The willingness to turn one's back on someone was the simplest path toward being stabbed in it, after all.
Thank God the water's cool. Sure, Ziggy's never been one to complain, at least, not after he'd decided that he needed to repent for his lifetime of being an insufferable dick, but it had been a cooker the last few days on the handful of odd-jobs he'd undertaken, and he felt bad for Cash, the German Shepherd panting more than he was doing anything else lately.
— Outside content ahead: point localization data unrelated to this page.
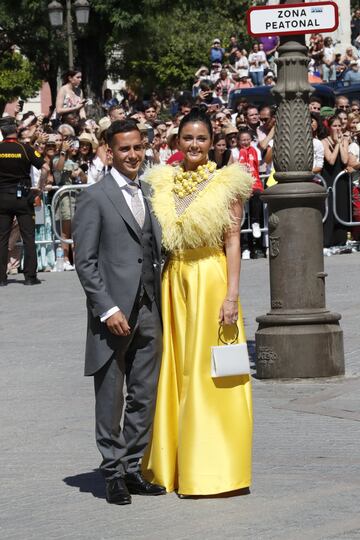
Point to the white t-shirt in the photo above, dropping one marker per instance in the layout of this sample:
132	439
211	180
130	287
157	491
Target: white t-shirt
242	66
318	147
318	154
260	59
329	53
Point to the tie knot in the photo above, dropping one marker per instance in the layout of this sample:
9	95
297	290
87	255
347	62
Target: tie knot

So it's no surprise that he's playing frisbee with the pup and a few of the other locals now, a towel around his shoulders and swim trunks both already wet from a few trips into the lake- at least one of them surely to chase the dog, similarly wet and thrilled to partake in the day's festivities.
He's taken by surprise, though, when in the middle of chasing a throw, Cash halts in his tracks to start barking, wagging his tail wildly. "What the hell's gotten into-" He trails off, turning to look where the canine's attention has settled. "Shoulda assumed it was you, Sparkplug, everybody else in this town's about as interestin' as wallpaper to Johnny Cash here." He reaches down to pat the pup's head, crosses arms over his bare torso with a grin as he take Bri in. "Damn nice day out, ain't it? Crossing my fingers it stays that way, been a scorcher the last few."
There's a recognition within him that life is short, and in Huntsville, it's even shorter. There's an understanding that every time they're in the presence of Ondine or Esther, they're putting them at risk.
there is also the understanding that Esther and Ondine will kill him if he pulls away from them again, and maybe death by whatever Huntsville has planned is better than the idea of his neck being snapped by his lovers, so it's truly no surprise that they've elected to attend the festivities- though perhaps a little more surprising that in full view of any who might watch- he reels Ondine into a hug, and crouches to set a fond kiss on the crown of Joei's head, the toddler gurgling before clamoring to her feet- inevitably to try and toddle off to cause some form of baby chaos. "Oh dear, I've gotten her started." He laughs. "How are you, beautiful?" He's nervous- it's clear in the tighter corners of his smile, as tattooed fingers lace in their own. He's trying, if anything he's trying, it's hard to shake the worry that this might get her hurt. "I would have given you and Esth warning I was planning on coming- but after a couple days of thought I wanted it to be a surprise, that I drug myself out of the chapel."
It's unclear which is weirder, to see October out of his usual heavy punk garb or stage jacket in favor of a black tank top and clearly hand-cut shorts in an attempt to at least look like he knows it's hot outside, or if it's more offputting that he seems to be in a relatively good mood. In fact, instead of his usual abject scowling, he seems almost plucky and jovial, a cigarette in the corner of his mouth, a beer in hand and conversing with one of the regular hangers-on around the little... collective, that circles Quinn. His dogs seemed to have made an appearance as well, and it is, in fact, Glory who seems to have taken pointed interest in another commune-dweller, having crept off now sniffing nervously at the pants leg of a stranger- who happened to be holding food.
"Glory." a voice rumbles flatly, October arching a brow as the dog sheepishly wags his tail and sits down- long nose still fully extended toward Remi's thigh. "Ah, I'm sorry about him, thinks with 'is stomach more than that walnut rattlin' about in there he calls a brain. Hope he didn't bother you too bad."